Завхоз Брыкин стал тих и задумчив. Он перестал кричать не только на некоторых заведующих отделами, но даже на простых служащих. А когда подвал был закрыт, он ходил по двору, заложив руки за спину, и беспрерывно зевал — на нервной почве.
Замечательно, что Лимонада в этот период не выходила из конюшни на двор. Она стояла у пустого стойла и лизала холодные доски, слизывая с них свою собственную замерзшую слюну.
К этому времени и относится посещение конюшни завхозом Брыкиным.
Он остановился на пороге и спросил:
— На черта ты мучаешь животное? Не много с нее возьмешь, а все-таки накормил бы товарищей. Как-никак — конина.
Кузьма подошел к Брыкину вплотную и ничего не ответил. И Брыкин понял, что Кузьма не отдаст Лимонады. Брыкин и не настаивал.
Между тем жизнь шла своим путем.
Отчет в типографии не был готов. В наборных отделениях было всего четыре градуса тепла, у рабочих мерзли пальцы. Кроме того, рабочие были голодны. Работа поэтому подвигалась крайне медленно.
И наш начальник, кутаясь все в ту же чудовищную шубу, говорил мне:
— Ну, как отчет? Типография все еще саботирует? Передайте им, что если отчет не будет готов до первого числа, все они будут в Чека.
Я не был согласен с тем, что рабочие саботируют, и считал упоминание о Чека в данном случае совершенно бестактным.

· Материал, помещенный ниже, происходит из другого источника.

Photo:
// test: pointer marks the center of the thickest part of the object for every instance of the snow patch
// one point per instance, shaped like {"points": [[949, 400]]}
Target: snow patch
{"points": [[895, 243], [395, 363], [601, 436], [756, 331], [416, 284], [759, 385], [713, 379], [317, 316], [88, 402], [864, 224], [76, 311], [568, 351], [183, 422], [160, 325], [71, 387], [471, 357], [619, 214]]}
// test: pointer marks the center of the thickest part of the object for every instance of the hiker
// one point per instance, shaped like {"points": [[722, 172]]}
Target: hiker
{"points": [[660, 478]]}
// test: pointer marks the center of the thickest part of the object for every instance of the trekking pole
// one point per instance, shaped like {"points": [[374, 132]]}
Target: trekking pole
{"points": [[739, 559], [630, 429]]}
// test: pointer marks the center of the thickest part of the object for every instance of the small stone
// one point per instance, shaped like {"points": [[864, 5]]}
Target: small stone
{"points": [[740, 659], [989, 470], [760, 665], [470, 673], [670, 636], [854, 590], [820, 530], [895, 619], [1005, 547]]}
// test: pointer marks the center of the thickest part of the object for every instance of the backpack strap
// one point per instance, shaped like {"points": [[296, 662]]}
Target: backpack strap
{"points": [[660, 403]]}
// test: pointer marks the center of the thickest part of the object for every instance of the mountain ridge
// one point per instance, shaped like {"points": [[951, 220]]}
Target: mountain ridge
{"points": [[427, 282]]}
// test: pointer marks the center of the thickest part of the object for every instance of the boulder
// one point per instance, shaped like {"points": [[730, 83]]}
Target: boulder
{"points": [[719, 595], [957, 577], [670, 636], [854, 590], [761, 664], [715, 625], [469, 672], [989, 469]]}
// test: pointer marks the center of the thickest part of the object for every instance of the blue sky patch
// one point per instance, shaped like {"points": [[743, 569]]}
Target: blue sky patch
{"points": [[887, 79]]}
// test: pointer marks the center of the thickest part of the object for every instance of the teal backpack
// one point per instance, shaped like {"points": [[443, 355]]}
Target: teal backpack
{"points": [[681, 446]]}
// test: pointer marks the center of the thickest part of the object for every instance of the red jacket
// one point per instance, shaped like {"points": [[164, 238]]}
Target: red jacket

И конечно, и не думал повторять нелепой угрозы в типографии.
Но отчет все-таки не подвигался, и поэтому, когда в наше учреждение кто-то неожиданно прислал целую повозку хлеба, я стал проявлять инициативу. Я подошел к повозке, остановившейся в центре двора. Вокруг нее уже стояли и ходили люди, а некоторые добровольно взяли на себя функции охраны, несмотря на то, что специальная охрана в лице возницы и члена профсоюза находилась тут же.
Все же я протянул руки и взял два больших хорошо запеченных вздутых хлеба. Взял и положил на землю у колеса. Затем взял таким же образом еще два хлеба и положил поверх первых. На меня смотрели с глубоким интересом, смешанным с изумлением, но не сказали ни слова. Я действовал властно, власть в то время имел тот, кто сильно хотел и знал, чего хочет, и поэтому мне никто не мешал. Подняв затем эти четыре хлеба не без труда — истощение не миновало и моего организма, — я отнес их в конюшню и положил около Лимонады.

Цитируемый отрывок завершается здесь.